I have a website with 500k users (running on sql server 2008). I want to now include activity streams of users and their friends. After testing a few things on SQL Server it becomes apparent that RDMS is not a good choice for this kind of feature. it's slow (even when I heavily de-normalized my data). So after looking at other NoSQL solutions, I've figured that I can use MongoDB for this. I'll be following data structure based on activitystrea.ms json specifications for activity stream So my question is: what would be the best schema design for activity stream in MongoDB (with this many users you can pretty much predict that it will be very heavy on writes, hence my choice of MongoDB - it has great "writes" performance. I've thought about 3 types of structures, please tell me if this makes sense or I should use other schema patterns.
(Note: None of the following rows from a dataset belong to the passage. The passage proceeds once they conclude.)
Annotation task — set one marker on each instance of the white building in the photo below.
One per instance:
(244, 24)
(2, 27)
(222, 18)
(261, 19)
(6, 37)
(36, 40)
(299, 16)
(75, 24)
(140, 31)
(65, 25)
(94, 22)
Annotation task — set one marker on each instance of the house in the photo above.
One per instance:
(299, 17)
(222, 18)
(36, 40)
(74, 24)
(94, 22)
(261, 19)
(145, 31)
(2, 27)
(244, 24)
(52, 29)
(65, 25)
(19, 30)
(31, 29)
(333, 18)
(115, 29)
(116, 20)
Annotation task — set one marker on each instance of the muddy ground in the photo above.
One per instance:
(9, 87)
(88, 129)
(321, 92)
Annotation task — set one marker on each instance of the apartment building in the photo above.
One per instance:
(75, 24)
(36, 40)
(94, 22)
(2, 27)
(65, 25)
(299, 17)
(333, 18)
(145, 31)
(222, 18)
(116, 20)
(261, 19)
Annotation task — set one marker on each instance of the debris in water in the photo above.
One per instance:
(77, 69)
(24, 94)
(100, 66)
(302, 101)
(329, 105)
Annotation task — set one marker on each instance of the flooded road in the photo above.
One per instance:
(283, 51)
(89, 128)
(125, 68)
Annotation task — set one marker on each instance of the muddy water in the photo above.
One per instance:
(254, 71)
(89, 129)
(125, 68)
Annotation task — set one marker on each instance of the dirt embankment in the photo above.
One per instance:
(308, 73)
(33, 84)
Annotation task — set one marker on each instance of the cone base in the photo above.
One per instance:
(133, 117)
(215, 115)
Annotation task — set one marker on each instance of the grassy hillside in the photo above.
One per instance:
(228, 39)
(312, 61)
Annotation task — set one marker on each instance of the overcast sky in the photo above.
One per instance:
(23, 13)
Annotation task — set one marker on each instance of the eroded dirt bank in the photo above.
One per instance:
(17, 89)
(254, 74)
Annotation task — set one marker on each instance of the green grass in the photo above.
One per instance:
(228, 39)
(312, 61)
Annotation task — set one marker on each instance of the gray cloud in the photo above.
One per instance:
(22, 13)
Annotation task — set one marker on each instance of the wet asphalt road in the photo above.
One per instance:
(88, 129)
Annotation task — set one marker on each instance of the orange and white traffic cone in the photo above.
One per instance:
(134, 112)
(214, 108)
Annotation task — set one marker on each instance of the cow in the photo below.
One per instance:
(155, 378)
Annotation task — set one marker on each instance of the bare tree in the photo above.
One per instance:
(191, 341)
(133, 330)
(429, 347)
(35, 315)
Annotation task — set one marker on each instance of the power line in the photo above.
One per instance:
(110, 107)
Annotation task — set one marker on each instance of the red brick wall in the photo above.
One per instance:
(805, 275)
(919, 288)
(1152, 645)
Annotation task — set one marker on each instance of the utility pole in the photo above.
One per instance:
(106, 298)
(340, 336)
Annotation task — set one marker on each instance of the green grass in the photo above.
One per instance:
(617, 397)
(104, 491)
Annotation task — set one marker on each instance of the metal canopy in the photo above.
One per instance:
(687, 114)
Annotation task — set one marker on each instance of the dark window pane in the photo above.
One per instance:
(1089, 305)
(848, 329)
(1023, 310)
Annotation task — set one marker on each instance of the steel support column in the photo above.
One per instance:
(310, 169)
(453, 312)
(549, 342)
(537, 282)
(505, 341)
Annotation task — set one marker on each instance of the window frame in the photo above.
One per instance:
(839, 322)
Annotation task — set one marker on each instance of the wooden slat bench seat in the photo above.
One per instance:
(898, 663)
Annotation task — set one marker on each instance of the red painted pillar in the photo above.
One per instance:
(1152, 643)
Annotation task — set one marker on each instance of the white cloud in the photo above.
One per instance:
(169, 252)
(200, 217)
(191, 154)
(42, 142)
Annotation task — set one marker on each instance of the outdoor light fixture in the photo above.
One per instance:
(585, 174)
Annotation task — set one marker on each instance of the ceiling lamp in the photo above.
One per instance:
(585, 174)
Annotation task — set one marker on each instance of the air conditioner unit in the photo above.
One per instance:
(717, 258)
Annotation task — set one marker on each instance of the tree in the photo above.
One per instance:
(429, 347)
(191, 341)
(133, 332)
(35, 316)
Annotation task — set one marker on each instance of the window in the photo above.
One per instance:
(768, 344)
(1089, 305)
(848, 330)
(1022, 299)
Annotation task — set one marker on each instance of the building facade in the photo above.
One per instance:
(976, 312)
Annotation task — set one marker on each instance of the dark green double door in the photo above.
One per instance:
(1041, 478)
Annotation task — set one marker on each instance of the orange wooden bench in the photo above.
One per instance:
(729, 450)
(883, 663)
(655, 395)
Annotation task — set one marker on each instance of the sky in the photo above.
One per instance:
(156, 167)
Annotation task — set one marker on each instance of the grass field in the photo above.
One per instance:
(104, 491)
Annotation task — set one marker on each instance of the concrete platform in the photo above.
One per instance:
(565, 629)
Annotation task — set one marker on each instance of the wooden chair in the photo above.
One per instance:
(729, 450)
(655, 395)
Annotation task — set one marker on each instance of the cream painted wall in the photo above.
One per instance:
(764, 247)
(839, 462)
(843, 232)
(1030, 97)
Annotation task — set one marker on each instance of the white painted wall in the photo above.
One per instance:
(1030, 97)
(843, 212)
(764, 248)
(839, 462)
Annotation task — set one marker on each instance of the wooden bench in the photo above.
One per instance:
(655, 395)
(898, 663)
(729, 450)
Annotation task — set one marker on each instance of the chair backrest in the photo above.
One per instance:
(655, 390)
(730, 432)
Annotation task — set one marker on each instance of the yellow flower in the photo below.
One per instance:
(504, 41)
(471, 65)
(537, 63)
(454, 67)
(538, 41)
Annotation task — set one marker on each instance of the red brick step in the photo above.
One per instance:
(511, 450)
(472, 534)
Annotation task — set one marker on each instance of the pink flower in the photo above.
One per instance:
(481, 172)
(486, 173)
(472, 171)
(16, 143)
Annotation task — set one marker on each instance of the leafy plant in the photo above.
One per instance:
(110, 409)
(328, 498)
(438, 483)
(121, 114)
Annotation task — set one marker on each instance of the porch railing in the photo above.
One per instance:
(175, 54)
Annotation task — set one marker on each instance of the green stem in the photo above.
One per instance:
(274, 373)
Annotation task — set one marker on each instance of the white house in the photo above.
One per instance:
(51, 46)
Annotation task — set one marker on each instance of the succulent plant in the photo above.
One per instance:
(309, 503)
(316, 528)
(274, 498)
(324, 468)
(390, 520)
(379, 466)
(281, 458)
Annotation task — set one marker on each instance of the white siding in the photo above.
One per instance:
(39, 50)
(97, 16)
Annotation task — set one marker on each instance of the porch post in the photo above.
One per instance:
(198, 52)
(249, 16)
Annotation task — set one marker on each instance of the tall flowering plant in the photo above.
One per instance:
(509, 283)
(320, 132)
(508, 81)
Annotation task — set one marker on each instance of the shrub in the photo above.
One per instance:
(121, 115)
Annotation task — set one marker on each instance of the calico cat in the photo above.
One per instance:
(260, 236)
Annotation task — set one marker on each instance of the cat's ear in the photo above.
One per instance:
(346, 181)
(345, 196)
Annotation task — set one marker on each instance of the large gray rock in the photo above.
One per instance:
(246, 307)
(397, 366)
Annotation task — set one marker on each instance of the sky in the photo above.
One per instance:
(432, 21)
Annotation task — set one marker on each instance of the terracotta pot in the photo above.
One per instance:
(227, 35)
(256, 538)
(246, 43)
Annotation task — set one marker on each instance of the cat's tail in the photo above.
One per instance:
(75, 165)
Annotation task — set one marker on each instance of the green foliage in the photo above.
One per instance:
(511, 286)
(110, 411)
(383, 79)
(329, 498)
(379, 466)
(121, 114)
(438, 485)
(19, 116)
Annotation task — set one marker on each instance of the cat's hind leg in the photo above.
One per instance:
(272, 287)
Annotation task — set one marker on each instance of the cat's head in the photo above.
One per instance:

1 - Store each activity with all friends/followers in this pattern:
{ _id:'activ123', actor:{ id:person1 }, verb:'follow', object:{ objecttype:'person', id:'person2' }, updatedon:Date(), consumers:[ person3, person4, person5, person6, ... so on ] }
2 - Second design: Collection name- activity_stream_fanout
{ _id:'activ_fanout_123', personId:person3, activities:[ { _id:'activ123', actor:{ id:person1 }, verb:'follow', object:{ objecttype:'person', id:'person2' }, updatedon:Date(), } ],[ //activity feed 2 ] }
3 - This approach would be to store the activity items in one collection, and the consumers in another. In activities, you might have a document like:
{ _id: "123", actor: { person: "UserABC" }, verb: "follow", object: { person: "someone_else" }, updatedOn: Date(...) }
And then, for followers, I would have the following "notifications" documents:
{ activityId: "123", consumer: "someguy", updatedOn: Date(...) } { activityId: "123", consumer: "otherguy", updatedOn: Date(...) } { activityId: "123", consumer: "thirdguy", updatedOn: Date(...) }
Your answers are greatly appreciated.